Clinical Investigation and Reports

An Underrecognized Subepicardial Reentrant Ventricular Tachycardia Attributable to Left Ventricular Aneurysm in Patients With Normal Coronary Arteriograms

Feifan Ouyang, MD; Matthias Antz, MD; Florian T. Deger, MD; Dietmar Bänsch, MD; Anselm Schaumann, MD; Sabine Ernst, MD; Karl-Heinz Kuck, MD

From the II. Med. Abteilung, Allgemeines Krankenhaus St Georg, Hamburg, Germany.

Correspondence to Feifan Ouyang, MD, II. Med. Abteilung, Allgemeines Krankenhaus St Georg, Lohmühlenstr. 5, 20099 Hamburg, Germany. E-mail Ouyangfeifan{at}aol.com

Background— In patients with apparently normal hearts, ventricular tachycardia (VT) may only involve the subepicardial myocardium.

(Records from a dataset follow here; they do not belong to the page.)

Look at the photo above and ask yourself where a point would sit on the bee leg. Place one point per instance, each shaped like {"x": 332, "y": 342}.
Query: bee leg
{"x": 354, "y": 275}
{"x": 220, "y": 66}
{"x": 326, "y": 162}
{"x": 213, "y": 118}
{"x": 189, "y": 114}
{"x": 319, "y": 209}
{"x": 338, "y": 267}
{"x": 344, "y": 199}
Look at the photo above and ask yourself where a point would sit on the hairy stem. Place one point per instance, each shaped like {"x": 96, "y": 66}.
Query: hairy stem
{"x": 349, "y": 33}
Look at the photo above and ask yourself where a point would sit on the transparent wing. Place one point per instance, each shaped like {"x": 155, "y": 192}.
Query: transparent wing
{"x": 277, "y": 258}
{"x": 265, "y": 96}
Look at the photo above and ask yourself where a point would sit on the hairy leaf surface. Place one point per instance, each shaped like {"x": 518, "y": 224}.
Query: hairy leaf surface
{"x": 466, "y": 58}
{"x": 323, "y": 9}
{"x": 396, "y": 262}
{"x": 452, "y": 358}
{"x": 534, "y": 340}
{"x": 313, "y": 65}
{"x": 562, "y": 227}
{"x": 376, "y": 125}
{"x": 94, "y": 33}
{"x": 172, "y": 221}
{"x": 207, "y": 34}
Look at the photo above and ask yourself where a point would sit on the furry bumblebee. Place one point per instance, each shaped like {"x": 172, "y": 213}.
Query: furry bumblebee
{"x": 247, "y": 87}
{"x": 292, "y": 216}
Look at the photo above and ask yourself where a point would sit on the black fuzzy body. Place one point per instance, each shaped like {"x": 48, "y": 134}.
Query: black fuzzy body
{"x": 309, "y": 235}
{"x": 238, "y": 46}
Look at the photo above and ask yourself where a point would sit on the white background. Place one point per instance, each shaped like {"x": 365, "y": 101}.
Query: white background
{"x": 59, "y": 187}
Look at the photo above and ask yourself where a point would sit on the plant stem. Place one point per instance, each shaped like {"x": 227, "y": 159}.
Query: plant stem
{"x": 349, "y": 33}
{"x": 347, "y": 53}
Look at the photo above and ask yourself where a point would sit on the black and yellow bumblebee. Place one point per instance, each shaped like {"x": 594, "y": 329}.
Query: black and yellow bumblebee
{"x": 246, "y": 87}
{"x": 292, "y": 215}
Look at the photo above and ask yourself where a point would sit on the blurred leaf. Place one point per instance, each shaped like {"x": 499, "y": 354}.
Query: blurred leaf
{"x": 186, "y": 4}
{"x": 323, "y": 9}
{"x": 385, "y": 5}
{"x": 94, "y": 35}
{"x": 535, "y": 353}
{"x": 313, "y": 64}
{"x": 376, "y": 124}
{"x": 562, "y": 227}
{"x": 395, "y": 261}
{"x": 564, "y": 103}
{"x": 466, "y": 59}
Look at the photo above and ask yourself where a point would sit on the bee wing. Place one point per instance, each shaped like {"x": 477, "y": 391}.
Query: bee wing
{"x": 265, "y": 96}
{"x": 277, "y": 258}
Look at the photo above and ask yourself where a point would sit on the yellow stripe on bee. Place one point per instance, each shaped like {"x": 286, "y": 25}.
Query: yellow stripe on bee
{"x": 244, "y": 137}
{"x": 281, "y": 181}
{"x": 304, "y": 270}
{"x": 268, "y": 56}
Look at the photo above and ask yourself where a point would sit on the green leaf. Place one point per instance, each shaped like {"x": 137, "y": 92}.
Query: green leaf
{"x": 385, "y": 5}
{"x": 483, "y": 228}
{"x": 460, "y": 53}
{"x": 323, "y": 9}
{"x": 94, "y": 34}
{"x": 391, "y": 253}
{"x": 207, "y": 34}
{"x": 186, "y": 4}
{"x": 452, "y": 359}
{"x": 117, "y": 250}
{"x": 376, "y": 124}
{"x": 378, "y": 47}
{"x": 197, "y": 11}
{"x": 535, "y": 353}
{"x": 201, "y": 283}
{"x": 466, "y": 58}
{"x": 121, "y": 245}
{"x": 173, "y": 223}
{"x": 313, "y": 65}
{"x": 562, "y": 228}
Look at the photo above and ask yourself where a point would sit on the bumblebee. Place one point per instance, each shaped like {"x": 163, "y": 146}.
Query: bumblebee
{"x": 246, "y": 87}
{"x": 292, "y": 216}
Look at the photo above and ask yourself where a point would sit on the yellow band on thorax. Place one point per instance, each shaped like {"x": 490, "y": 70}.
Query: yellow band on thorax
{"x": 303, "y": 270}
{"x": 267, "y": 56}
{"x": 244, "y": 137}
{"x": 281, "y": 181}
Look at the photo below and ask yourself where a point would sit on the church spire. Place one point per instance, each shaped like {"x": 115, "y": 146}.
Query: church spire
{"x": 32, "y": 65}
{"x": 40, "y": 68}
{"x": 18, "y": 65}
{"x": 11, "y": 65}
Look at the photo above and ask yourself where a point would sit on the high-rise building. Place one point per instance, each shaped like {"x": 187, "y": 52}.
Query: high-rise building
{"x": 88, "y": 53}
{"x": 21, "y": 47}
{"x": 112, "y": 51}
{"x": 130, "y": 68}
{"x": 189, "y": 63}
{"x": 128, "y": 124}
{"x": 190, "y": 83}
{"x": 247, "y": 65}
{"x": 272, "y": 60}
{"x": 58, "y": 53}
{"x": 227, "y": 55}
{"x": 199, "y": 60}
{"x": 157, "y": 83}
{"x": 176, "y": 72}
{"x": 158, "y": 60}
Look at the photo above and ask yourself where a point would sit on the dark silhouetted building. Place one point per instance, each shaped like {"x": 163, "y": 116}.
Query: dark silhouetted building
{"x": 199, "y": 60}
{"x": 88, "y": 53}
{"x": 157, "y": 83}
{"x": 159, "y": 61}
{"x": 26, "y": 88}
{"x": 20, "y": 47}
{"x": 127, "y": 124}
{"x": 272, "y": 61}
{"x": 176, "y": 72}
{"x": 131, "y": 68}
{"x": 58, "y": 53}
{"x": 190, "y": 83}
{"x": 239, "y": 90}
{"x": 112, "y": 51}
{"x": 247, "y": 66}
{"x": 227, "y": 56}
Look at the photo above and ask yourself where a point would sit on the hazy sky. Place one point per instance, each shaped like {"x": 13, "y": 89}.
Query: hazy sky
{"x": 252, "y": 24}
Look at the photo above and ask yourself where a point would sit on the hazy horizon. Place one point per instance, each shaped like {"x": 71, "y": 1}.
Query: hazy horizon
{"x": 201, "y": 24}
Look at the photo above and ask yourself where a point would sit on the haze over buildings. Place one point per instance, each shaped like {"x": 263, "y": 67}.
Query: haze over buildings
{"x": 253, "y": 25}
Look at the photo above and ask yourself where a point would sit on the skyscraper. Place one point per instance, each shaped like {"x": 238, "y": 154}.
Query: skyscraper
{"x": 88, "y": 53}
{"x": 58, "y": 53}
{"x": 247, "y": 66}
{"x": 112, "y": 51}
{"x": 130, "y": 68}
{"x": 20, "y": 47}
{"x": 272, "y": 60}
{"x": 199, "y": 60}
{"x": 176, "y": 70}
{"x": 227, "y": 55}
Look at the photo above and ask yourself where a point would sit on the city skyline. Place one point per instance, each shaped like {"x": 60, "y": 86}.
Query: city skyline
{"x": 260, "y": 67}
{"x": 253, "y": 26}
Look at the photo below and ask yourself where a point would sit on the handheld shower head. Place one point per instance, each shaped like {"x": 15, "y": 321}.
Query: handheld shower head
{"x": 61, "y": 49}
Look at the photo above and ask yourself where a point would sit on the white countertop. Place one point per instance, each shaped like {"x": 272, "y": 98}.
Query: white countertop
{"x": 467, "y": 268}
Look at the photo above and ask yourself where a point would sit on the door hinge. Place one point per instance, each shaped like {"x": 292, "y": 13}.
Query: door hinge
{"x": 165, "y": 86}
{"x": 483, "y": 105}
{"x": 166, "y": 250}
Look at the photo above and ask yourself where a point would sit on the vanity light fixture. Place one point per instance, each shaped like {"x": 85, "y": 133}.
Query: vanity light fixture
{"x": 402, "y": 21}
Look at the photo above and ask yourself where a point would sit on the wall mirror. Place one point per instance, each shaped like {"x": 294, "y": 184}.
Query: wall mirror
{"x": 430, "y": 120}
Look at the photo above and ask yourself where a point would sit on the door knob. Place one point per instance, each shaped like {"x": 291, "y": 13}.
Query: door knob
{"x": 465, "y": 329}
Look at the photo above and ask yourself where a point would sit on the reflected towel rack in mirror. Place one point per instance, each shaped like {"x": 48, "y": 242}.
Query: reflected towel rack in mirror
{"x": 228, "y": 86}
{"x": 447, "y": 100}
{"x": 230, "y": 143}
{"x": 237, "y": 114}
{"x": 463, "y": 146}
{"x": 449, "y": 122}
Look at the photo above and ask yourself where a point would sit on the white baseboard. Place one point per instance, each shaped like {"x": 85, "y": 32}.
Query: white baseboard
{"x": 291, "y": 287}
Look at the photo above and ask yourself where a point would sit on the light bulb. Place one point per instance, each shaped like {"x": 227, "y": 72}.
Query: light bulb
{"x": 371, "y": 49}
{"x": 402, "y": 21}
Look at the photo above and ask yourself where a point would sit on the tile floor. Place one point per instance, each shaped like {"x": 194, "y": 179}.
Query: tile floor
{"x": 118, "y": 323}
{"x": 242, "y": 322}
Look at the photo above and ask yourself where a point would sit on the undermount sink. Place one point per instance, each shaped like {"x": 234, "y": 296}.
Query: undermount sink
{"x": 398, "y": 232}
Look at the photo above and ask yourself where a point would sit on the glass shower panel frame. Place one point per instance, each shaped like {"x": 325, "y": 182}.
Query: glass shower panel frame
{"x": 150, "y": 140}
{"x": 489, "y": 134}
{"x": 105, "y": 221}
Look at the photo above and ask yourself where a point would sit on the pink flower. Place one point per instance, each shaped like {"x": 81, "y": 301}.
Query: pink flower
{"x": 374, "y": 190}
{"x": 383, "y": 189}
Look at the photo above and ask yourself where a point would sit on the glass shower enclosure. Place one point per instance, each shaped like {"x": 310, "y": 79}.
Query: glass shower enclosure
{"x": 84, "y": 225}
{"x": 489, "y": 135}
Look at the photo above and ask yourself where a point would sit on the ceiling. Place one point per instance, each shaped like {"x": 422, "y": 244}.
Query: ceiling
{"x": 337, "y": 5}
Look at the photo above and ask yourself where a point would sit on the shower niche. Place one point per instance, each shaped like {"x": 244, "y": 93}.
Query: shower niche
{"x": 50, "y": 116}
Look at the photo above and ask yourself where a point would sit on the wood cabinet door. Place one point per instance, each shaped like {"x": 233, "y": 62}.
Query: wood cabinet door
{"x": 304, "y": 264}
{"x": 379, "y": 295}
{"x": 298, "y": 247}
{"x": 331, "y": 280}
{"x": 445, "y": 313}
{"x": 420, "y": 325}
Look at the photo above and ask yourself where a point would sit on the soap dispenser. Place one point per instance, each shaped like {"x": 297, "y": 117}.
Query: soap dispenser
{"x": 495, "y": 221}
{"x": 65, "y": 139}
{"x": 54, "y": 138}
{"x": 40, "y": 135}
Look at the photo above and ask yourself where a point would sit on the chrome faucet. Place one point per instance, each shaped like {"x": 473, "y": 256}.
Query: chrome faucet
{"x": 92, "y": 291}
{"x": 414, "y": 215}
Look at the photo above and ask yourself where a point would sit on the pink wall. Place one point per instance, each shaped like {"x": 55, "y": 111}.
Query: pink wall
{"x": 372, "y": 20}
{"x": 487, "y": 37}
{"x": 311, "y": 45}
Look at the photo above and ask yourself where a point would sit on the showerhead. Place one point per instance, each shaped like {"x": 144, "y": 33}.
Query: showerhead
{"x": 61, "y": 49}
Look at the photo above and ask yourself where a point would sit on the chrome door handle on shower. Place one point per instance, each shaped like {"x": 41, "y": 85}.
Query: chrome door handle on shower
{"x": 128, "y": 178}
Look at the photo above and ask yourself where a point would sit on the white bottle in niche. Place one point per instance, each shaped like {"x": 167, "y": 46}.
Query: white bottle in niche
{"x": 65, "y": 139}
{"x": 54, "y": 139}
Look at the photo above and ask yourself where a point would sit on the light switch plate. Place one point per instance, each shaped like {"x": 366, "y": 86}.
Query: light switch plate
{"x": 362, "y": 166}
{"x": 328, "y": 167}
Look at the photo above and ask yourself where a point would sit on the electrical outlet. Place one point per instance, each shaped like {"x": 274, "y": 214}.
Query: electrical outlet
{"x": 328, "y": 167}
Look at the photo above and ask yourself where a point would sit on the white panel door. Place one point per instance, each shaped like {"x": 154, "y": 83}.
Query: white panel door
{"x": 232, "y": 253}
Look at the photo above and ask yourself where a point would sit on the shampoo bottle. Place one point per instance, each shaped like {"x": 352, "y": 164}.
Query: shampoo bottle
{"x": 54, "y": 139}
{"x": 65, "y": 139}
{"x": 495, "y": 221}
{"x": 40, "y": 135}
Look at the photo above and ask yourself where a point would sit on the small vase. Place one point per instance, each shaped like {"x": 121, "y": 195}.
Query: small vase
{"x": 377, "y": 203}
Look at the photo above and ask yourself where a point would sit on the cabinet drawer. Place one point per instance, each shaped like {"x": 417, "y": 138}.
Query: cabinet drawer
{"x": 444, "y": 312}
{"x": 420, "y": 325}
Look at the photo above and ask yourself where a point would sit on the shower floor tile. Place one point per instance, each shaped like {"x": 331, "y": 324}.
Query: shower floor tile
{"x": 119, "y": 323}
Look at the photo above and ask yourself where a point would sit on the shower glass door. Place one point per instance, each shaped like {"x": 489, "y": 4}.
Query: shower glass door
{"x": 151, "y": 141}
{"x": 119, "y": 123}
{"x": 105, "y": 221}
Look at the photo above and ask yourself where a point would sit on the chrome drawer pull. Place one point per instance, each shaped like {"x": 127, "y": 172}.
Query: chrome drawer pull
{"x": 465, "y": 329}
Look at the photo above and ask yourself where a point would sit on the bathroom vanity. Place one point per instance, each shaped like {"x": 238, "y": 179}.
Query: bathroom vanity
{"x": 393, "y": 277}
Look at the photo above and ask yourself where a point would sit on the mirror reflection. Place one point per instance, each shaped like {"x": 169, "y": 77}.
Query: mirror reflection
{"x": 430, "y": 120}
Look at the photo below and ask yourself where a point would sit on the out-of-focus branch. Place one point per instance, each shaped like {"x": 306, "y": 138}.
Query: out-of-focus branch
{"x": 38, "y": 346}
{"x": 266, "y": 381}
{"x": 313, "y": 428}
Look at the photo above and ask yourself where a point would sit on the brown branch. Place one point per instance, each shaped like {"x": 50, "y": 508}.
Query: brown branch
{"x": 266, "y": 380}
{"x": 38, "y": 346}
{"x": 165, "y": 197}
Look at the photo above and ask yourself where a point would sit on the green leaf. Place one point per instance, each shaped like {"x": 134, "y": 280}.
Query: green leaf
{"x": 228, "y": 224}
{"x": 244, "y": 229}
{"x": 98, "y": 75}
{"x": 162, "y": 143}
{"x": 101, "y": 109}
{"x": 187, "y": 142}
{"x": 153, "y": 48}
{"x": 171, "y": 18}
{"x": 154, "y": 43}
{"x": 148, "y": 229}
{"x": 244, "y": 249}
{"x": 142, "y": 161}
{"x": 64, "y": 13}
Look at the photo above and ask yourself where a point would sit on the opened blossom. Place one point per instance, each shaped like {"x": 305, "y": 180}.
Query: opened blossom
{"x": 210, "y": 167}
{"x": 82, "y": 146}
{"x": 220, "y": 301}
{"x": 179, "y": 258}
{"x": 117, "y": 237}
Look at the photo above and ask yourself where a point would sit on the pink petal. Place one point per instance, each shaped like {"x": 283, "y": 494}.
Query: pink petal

Methods and Results— Four patients with exercise-induced fast VT with right bundle branch block morphology were investigated. ECG showed a small q wave in leads II, III, and aVF during sinus rhythm (SR) in all 4 patients. Left ventricular angiography showed small inferolateral aneurysms in all patients. Coronary arteriograms were normal in all 4 patients. Six unstable VTs (cycle length, 200 to 305 ms) and 1 stable VT (cycle length 370 ms) were reproducibly induced in the 4 patients. During SR, endocardial mapping was normal in all 4 patients, and epicardial mapping showed fragmented and late potentials in the left inferolateral wall anatomically consistent with the left ventricle aneurysm. During tachycardia, epicardial mapping showed a macroreentrant VT with focal endocardial activation in the patient with stable VT, whereas in 2 patients with unstable VT, a diastolic potential was only recorded and coincided with the late potential in the same area. Epicardial ablation was performed in 3 patients and successfully abolished those VTs. No VT recurred in 2 patients during follow-up of 2 and 9 months. Clinical VT recurred 6 months after the ablation and was successfully ablated in a repeated epicardial ablation in 1 patient. In the remaining patient without epicardial ablation, an implantable cardiac defibrillator was implanted. There were multiple shocks during a follow-up of 31 months.

Conclusions— In patients with normal coronary arteriograms and left ventricle aneurysm, exercise-induced VT with right bundle branch block morphology may have a subepicardial arrhythmogenic substrate, which may be amenable to epicardial ablation.